3本目のダンクはゴードンがチームメイトのエルフリッド・ペイトンのパスから、アリウープ・ウインドミル・バックダンクを豪快に叩き込む。高さ、パワーともに最高クラスのダンクはまたもや50点満点。対してラビーンはわずかな助走から、1人アリウープ・レッグスルー・バックダンクで満点を獲得し、2人の決着は前代未聞の4本目に委ねられた。

ゴードンの4本目はダブルポンプ・バックダンクだった。通常のダブルポンプよりも断然ボールの動きが多く素晴らしいダンクだったのだが、今までの3本と比べて少し見劣りしてしまい47点に終わってしまう。

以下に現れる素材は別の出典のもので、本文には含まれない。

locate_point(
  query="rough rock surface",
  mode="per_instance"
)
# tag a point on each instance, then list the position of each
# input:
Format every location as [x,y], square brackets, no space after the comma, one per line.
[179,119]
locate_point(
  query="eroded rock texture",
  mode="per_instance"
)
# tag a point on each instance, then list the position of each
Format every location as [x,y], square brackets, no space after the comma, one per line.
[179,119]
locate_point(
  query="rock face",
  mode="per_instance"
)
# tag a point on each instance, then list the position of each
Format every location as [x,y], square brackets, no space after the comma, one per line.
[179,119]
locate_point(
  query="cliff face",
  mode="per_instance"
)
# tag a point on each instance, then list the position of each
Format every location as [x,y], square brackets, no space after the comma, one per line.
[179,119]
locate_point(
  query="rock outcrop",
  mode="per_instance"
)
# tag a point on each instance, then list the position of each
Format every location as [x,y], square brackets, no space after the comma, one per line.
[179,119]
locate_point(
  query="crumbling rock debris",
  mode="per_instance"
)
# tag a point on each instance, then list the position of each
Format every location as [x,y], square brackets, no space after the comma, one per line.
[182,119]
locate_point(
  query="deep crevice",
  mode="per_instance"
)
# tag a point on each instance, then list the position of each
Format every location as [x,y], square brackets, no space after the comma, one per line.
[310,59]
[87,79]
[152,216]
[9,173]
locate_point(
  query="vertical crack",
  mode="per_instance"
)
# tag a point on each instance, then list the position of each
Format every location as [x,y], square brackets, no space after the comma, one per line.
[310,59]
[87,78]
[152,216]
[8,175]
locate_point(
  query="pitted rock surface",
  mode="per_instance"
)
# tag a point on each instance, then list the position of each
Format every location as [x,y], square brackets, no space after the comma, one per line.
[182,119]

そこで、ディフェンディングチャンピオン、ラビーンはレーンアップ・レッグスルーというベストダンクを決めて50点満点を獲得。こうして、ゴードンが3度、ラビーンは全4本を満点という、NBA史上最高のダンク対決は幕を閉じた。

「あのスラムダンクコンテストが帰ってきた!」と、ポール・ミルサップがツイッターでつぶやくほど、かつての熱気を取り戻した2016年スラムダンクコンテスト。ザック・ラビーン、そしてアーロン・ゴードンの2人だからこそ成し得た、伝説の名勝負であった。